In 2012, only two US states still segragated HIV+ prisoners from the general population: Alabama and South Carolina. The ACLU took Alabama to court in September to challenge their policy in the hopes of pushing a judge to order the state to end it, on the grounds that it’s discriminatory and inhumane. It’s also utterly ridiculous, but that of course is not much of a legal argument so I doubt it came up in the ACLU’s case, given that their attorneys tend to be less hot-headed than I am and their goal is to actually win cases.
When the HIV/AIDS crisis first began in the 1980s, a lot of mistakes were made. The highly stigmatised disease was unknown and deeply feared, and public health policy as well as institutional health policy reflected that. Numerous prisons separated their poz populations because they didn’t want the disease to spread, and since they didn’t understand precisely how transmission worked and who might be at risk, keeping people isolated seemed like the best policies. As researchers uncovered more about the virus and how it progresses in the human body, prisons began slowly relaxing their segregation rules, though some took longer than others; Mississippi, for example, stopped the practice in 2010.

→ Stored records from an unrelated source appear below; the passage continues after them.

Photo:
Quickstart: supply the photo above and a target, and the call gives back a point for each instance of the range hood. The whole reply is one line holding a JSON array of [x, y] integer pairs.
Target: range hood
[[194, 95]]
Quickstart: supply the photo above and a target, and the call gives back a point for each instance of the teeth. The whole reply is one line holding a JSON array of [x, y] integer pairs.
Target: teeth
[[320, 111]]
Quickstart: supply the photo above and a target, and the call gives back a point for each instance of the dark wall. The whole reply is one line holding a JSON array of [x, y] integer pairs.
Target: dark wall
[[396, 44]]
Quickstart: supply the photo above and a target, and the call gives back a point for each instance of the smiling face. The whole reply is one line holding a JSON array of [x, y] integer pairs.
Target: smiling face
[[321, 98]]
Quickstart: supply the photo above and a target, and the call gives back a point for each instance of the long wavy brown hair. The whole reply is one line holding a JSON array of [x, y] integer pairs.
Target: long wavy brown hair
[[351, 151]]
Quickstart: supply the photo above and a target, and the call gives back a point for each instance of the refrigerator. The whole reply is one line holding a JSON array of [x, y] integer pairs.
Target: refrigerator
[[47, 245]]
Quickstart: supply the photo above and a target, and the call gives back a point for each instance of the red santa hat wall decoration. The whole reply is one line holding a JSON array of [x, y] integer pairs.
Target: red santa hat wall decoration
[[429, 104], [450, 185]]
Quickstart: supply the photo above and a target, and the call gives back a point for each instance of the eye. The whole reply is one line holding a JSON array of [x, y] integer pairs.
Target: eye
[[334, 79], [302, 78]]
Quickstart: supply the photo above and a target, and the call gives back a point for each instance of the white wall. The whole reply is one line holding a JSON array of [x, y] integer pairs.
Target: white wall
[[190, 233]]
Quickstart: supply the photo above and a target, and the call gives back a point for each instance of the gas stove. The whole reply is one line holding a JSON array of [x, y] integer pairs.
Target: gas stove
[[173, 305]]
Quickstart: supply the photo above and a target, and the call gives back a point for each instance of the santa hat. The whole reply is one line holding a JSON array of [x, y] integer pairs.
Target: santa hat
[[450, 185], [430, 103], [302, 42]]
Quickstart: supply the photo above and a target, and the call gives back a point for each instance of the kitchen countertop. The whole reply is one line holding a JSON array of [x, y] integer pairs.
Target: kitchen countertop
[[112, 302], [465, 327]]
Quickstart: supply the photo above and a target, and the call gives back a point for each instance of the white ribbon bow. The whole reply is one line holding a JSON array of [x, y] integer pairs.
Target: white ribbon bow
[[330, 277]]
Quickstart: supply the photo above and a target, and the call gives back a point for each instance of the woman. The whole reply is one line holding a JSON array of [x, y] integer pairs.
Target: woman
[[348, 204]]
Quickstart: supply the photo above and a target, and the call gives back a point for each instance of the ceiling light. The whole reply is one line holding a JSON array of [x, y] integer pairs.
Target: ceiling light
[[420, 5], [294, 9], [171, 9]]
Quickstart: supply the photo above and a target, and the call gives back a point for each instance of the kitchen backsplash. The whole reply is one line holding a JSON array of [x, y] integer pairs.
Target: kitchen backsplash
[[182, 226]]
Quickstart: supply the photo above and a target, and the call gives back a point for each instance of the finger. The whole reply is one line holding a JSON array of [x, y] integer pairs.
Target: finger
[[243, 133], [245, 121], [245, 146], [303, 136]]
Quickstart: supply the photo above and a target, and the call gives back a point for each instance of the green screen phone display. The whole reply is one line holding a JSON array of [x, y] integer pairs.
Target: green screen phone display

Yet, two states decided to hold out to the bitter end in defiance of all medical evidence, compassion, and legal precedent. The CDC have argued compellingly that the practice is no longer necessary and can in fact be harmful to prisoners, and that it’s time to allow them to live in the general population, receiving treatment and monitoring as appropriate. With the right medical care, the condition is less of a death sentence than a chronic illness, and prisoners who are aware of their status and getting care can take steps to reduce risks to other inmates; though, of course, prisons still balk at the idea of providing condoms and other safer sex supplies along with drug injection kids, which would radically reduce the risk of disease transmission.
Segregation doesn’t just mean living in a different area of the prison. It also means not having access to the same services as the general population. That can include tools like vocational training, substance abuse counseling, and more. These prisoners are receiving less care and treatment than their counterparts, and prisons bizarrely argue that this is ‘better’ for them, despite the fact that limiting chances can increase risks. For example, drug users may be tempted to return to drug abuse in prison without counseling, and won’t have resources to support themselves and get stable as they prepare for release. Likewise, prisoners who don’t have access to education may have fewer chances on the outside, which can increase the probability of recidivism.
Notably, prisoners even wear special armbands to make sure everyone knows they live in the segregated dormitory for HIV+ prisoners, singling them out even more. Under these circumstances, it’s hard to believe that prison officials can keep straight faces when they claim that this is reasonable or fair; it’s not just discriminatory but outright hateful, and it violates all pretense of medical privacy. The fact that it has persisted for so long illustrates the lack of interest the general public has in prison issues and the human rights of people trapped in the prison system.
And you can’t talk about the segregation of poz prisoners without delving into the racial aspects of the problem, because in both South Carolina and Alabama, the Black population is bearing the brunt of the HIV/AIDS crisis. Nearly half of HIV/AIDS patients nationwide are Black, and over 30% of incarcerated males are Black as well. These numbers are both grossly disproportionate when it comes to representation of the Black community in the general population and that is not a coincidence.
HIV/AIDS education, prevention, diagnosis, and treatment don’t reach the Black community as thoroughly as they should, and many campaigns are actually actively alienating because they refuse to recognise the complex social history of the Black community in relation to the medical establishment. Many Black folks have good reason not to trust the white-dominated medical community, and aren’t impressed with ‘outreach’ efforts that don’t include this history and don’t engage directly with communities. When HIV/AIDS workers dismiss Black communities as stubborn or unreasonable, they miss the fact that they’re the ones who refuse to consider the community issues they’re facing and work with people where they are. And, of course, the ‘justice’ system in the US is deeply skewed against people of colour, particularly Black men, which means that you’re much more likely to land in jail or prison if you happen to be a member of that particular demographic.
This double whammy of stats means that the overall HIV+ population in prisons is higher than that in the general population, and that Black men are heavily overrepresented in it. As we talk about desegregating the prison population to fully integrate HIV+ prisoners, we also need to engage with these facts and challenge the underlying problems leading to high HIV/AIDS rates in prisons and in the general populations. Because there’s no good reason so many young Black men should be acquiring HIV infections at such a high rate, and there’s no good reason for so many Black men to wind up in the prison system.
Will South Carolina remain the lone holdout with an outdated policy, or will it, too, fall? And will the larger issues here be tackled, or are they going to be quietly swept under the carpet for lack of interest in or ability to cope with them?